La tarde se cae en la plaza:

Las palabras son como las perlas de un  collar roto que es necesario perseguir por el piso.

 

 

No tienes nada qué decir:

Presente. Claridad del papel. Nieve.

Los fragmentos que forman ese cuerpo escondido.

Sobra pasión, pero no hay orden.

 

 

No hay otro miedo que aquel que nos enciende la vida:

El miedo abre la puerta a la locura. Su conformación es un listado de temores de infancia, la pérdida, la enfermedad y el cansancio.

 

 

Son los trazos:

Hoy me siento angular y torpe. Pero torpemente vivo. Piezas torpes, se cancera el ego. Son casi las once, la noche marcha lenta. Escribo.

 

 

Solo en la sala:

Me estoy quedando solo. Guardo mis libros, meto las hojas que llevo sueltas, y nadie se acerca tan siquiera a saludarme. Me hace gracia, hoy salgo de este sitio, tan ileso y tan grave, que me veo transparente.

 

 

Levantando mis papeles de la mesa:

Cafeterías de la ciudad, ya parecen como enormes bibliotecas que se incendian.
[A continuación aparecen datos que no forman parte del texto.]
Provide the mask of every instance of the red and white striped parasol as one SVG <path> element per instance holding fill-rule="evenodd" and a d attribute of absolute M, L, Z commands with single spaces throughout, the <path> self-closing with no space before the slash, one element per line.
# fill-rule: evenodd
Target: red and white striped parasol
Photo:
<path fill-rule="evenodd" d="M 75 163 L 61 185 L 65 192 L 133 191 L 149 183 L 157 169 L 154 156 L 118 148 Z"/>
Ese lector necesario que ante los fragmentos de este espejo sabrá congregarlos y no le pareceré un desconocido.

Los días cambiando.

 

 

Ya lo he dicho:

El miedo es un torbellino adentro. Se miran las luces y los ojos. Se desconoce tanto el día cuando se pone oscuro. Demasiada luz. La agonía es pensar y dejar de pensar.

 

 

Se hace atrás la noche:

Un observatorio. Una plataforma para despegue. Algunos lápices. El papel. La lámpara de siempre.

 

 

Es difícil ver dentro de las hojas secas:

A veces traen gusanos secos también. El lado común. El lado del corazón. Las horas que caen en desuso. Es difícil no destripar la botella precisa en el lugar preciso o negarle un abrazo al que nos escupe en la mano y nos revela lo que siempre negamos: que vemos el teléfono esperando una respuesta, que deseamos dormir para siempre y soñar el mar.

 

 

Mi tía Olga:

Ella se iba sin su familia. Iba, volvía. Mi madre y yo siempre yendo a recogerla al aeropuerto. Era libre. Omitió todos los juicios que hacían a su persona. Era ordenada, pulcra y ahorrativa. ¿Le gustaba viajar?, no, le gustaba irse, dejarlo todo.

 

 

Lo que hay es todo esto:

Del establo a la cantina, de regar el patio a oscurecer. Lo que hay es el parloteo —cuánto tienes, cuánto das—, ya se sabe el resto, no es necesario. Si vale algo morirse, tiene que ser cuando llueve y el pulmón artificial del cielo se abre como una mandarina.

 

 

Sólo un día se olvida la llave:

El mismo día se llega a la puerta. Justo cuando acabas por cansarte. Dos horas después de haberlo comprendido.

 

 

Una larga prisa triste:

Te demoras y sigues adelante. Vamos cayendo al vacío. En el fondo lo que buscamos es el silencio.

Ya sea como narrador o poeta, la obra de Javier Payeras (Ciudad de Guatemala, 1974) es un referente de la literatura centroamericana. Sobre todo por ser una figura central de la Generación guatemalteca de la posguerra, que reflejó las consecuencias del conflicto armado que asoló el país durante décadas. Su obra se extiende por diversos géneros: poesía, narrativa, dramaturgia e, incluso, libros objetos y performance poéticas.

Personae es la sección que habla, como su nombre indica, de las máscaras, tanto las ajenas como la propia, porque todo texto autobiográfico está preñado de ficción y todos los textos ficcionales han brotado de las semillas de nuestra experiencia. Muchas veces la mejor máscara es la del rostro propio.